Rural Iowa has been steadily losing population because of problems like those faced by the Williamses. Furthermore, an Iowa State University poll found 41 percent of current Iowa farmers are considering leaving their farms for more lucrative jobs in cities.
But that is the last thing the Williamses want to do. Before returning to the farm after college, Williams lived and worked for a year in Chicago. There, he says, he felt like an "uprooted plant." And even though his wife was born in Flint, Mich., she has no desire to return to city life.
As conservative, born-again Christians, the Williamses have a mental picture of an ideal farm life in which Steve can support the family through farming and Wendi can home school the children, Rachael, 5, Jackson, 2, and the baby due in March.
Their goal is to have an entirely organic farm that will allow them to sell their products at top prices to specialty marketers, as they do now with their pigs. It is ironic, they say with a laugh, that their preference for alternative farming has made them members of an organization known as Practical Farmers of Iowa, made up primarily of liberals.

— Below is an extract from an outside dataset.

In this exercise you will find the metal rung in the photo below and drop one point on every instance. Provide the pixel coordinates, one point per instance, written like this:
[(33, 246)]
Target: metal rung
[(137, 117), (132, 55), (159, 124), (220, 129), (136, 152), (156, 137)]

But their plans for an alternative farm will have to be discarded if the bank that holds their loans insists on being repaid under the original terms. Williams says he can survive only "if the bank will work with us."
Disappointment fills Williams' eyes when he acknowledges his farming days may be numbered. He admits to feeling "a little bitterness" toward other farmers such as Grote and Wenstrand who are succeeding because they have a working spouse or because they have no land debt.